Olbermann’s gotten some favorable attention for announcing that he is ending his “Worst Person in the World” segment. Maybe he ought to do one more — and this time award it to himself.

Photo via Wikimedia Commons.

Two questions about Howie Carr’s latest

Two questions about Howie Carr’s column in today’s Boston Herald:

1. Now that everyone knows he’s an actual Republican operative, and not just a Republican-leaning pundit, why is he even allowed to call Democrats and pretend that he’s entitled to a response?

2. Carr has always had a vicious cruel streak, which undermines his considerable talent. But back in his heyday — oh, 25 years ago — did he go so far as to make reference to someone’s “worthless younger brother” and “worthless son”?

Maybe he did. But it wasn’t as noticeable because the rest of his columns were more readable back then.

Conflicting reports on a possible Brown foe

Setti Warren

Is Newton Mayor Setti Warren saying different things to different reporters about his future political aspirations? Or does it come down to a matter of emphasis and interpretation? That’s what folks at the Newton Tab want to know.

After Matt Murphy of the State House News Service reported that some Democrats were hoping Warren would challenge Republican Senator Scott Brown in 2012, Warren told Tab editor Gail Spector there was nothing to it.

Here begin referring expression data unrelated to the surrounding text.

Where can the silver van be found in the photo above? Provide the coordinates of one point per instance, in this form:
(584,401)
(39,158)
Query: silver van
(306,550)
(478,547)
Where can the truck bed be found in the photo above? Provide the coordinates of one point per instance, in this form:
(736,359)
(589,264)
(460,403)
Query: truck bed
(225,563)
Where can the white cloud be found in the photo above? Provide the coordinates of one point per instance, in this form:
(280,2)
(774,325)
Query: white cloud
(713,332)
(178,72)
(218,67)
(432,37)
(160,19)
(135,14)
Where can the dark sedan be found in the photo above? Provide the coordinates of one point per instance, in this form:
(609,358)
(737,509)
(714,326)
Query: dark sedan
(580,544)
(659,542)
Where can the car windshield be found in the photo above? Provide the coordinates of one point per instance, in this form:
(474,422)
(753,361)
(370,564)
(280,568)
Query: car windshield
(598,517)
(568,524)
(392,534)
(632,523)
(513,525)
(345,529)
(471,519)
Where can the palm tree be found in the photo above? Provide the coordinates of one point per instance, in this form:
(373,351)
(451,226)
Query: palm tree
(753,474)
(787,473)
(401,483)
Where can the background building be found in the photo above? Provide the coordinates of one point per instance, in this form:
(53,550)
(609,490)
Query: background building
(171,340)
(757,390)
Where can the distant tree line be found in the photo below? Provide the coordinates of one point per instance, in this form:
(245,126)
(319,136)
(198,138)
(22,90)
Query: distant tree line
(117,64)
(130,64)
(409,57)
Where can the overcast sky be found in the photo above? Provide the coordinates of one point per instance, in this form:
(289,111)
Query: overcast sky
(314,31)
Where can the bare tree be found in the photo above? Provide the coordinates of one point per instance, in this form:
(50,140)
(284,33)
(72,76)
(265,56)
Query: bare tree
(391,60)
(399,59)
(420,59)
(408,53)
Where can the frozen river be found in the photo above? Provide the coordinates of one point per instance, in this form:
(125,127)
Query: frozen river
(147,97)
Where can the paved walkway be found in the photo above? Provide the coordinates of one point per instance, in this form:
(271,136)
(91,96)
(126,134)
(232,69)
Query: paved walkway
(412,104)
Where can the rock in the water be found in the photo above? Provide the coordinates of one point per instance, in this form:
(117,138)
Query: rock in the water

But Warren didn’t come off as quite so emphatic in a Boston Globe story today by Alan Wirzbicki, who wrote, “Warren said he was focused on his job, but did not rule out a run and attacked Brown’s record.”

Lacking the full transcript of either interview, it’s hard to know what’s going on. Warren’s quote in the Tab — “My intent is to finish my term” — isn’t exactly a denial. And the Globe quotes Warren indirectly, so we don’t know what he actually said.

My guess is that both stories are right. And that Warren will soon be issuing a clarification.

More: The Tab’s Spector follows up with Warren. And he won’t be pinned down.

Photo via the City of Newton’s website.